Electric eels produce their shock in a similar way, but they have modified muscle and nerve tissue to create a voltaic pile, a simple battery. They're charged in parallel, then switched to series to release a jolt. There's thousands each producing 0.15V which leads to quite a high voltage. Discharged at 1 amp, it can produce 860 watts of power which can literally quite a shock. But it only happens for 2 ms so it only delivers 1 or 2 J.

To put this in perspective, 1 gram of meat contains 9000 J of energy. If you're looking to get energy from an electric eel, eat it.

# Absorbing from an outlet

In theory, you could run the process backwards. Instead of using ATP to create a charge you could use a charge to create ATP. The problem is getting this energy to the cells without frying the organism. You can't just absorb it through the skin, skin and fat are very good insulators so you'd fry them overcoming their resistance. You'd need specialized organs to act as "wires".

Handwaving exactly how this would work, how much electricity do you need?

To get a rough estimate, a typical human weighing about 75 kg needs about 2000 kcalories, or 8 MJ, per day. That's about 100kJ/kg. Let's say you "charge" for 2 hours a day, that's $50 \frac{kJ}{kg \times hour}$ or about 14 Watts/kg. So our typical 75 kg human charging 2 hours a day needs 1050 Watts.

This is roughly the power draw of a microwave oven or kettle or toaster, which isn't unreasonable. The problem is 1050 Watts at 110 Volts is 9.5 Amps ($Power = Voltage \times Current$) which will definitely kill you.

But maybe your organism can handle this somehow. Point is, it's a lot of energy coming in fast. It's enough to toast bread and boil water. Your organism would need a way to dissipate and distribute it fast.

### Magnetic field detection

Numerous creatures can detect magnetic fields, and electricity generally creates a magnetic field. The Magnetic Sense of Animals (really organisms) breaks down the detection mechanisms for us.

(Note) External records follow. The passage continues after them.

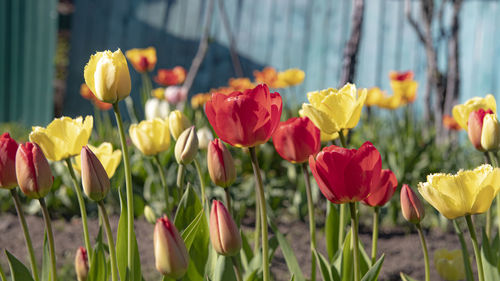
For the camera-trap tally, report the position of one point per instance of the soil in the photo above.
(402, 250)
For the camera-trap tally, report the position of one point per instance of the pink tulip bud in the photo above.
(81, 264)
(95, 180)
(171, 255)
(411, 206)
(224, 233)
(33, 171)
(8, 149)
(220, 164)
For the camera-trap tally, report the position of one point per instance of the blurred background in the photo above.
(451, 46)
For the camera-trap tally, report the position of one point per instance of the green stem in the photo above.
(354, 228)
(48, 226)
(163, 182)
(263, 214)
(479, 260)
(465, 252)
(83, 209)
(312, 223)
(236, 268)
(426, 253)
(202, 182)
(376, 214)
(129, 192)
(111, 243)
(27, 237)
(181, 171)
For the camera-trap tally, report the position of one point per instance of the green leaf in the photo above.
(290, 259)
(372, 274)
(331, 229)
(46, 267)
(405, 277)
(18, 271)
(224, 269)
(324, 266)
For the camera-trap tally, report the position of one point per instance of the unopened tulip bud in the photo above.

• Mechanical - tiny magnetic particles that act like little compasses and orient themselves with a magnetic field
• Induction - moving through a magnetic field induces a current in an organ in the organism
• Chemical - magnetic fields can change spin states which can be noticed by an organism

Normally there are two reasons to detect magnetic fields.

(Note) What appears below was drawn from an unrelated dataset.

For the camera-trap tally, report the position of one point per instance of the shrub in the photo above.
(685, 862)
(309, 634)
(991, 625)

• Navigation and orientation along the Earth's geomagnetic field
• Prey/predator detection - since organisms put out a weak magnetic field

If you wanted to try to get energy from this, the best option would probably be induction. But as we showed above, there just isn't much energy to be had from other animals. Meat is very efficient at energy storage.

### Conclusion

Chemicals are much better than electric charge at storing energy. That's why we evolved to use it to store energy, technologically and biologically. Organisms don't store electricity, except in special cases where there's some advantage to be had, and then very small amounts, and very inefficiently. We store chemical energy and convert that to electricity on demand.

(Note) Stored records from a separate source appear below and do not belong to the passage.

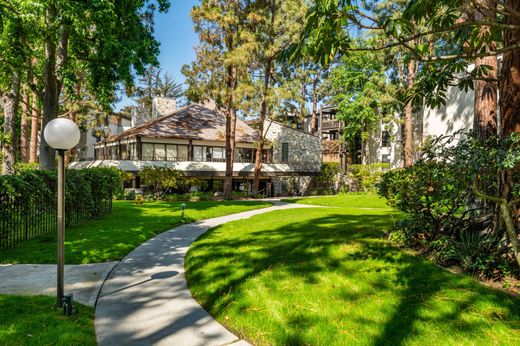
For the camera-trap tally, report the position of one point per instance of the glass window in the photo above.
(124, 151)
(160, 152)
(133, 155)
(285, 152)
(182, 152)
(171, 152)
(197, 154)
(267, 155)
(147, 151)
(219, 154)
(385, 139)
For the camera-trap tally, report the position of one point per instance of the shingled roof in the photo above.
(194, 122)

That's also why we evolved to eat each other. There isn't much electrical energy in an organism at any given time, even an electric eel's jolt is only 1 or 2 J. An organism's energy is locked up in chemicals. It's much easier to eat your prey's chemicals than to get your prey to convert their chemicals to electricity for you, absorb that, and turn it back into chemicals for efficient storage.

Organisms which do feed directly off energy, photosynthesis, are quite inefficient and don't have the energy to spare for movement or complex actions.

• If you are going to eat an electric eel, it might be safer to use a plastic fork. – Penguino Jun 5 '18 at 22:08
• "you can build up a charge in an organism by insulting it from the outside world" -- that definitely sounds plausible, but you probably meant "insulating" :) (Edit: never mind, that was quick!) – Timo Jun 6 '18 at 0:20
• @can-ned_food Yes, thank you. Please feel free to make any corrections as edits, I'm no neurobiologist. – Schwern Jun 6 '18 at 2:38

Eating electricity is possible. In theory we could even do it.

ATP is the energy currency of a cell. If a cell can make ATP, it will make more when exposed to an extrinsic electric current (of the correct magnitude).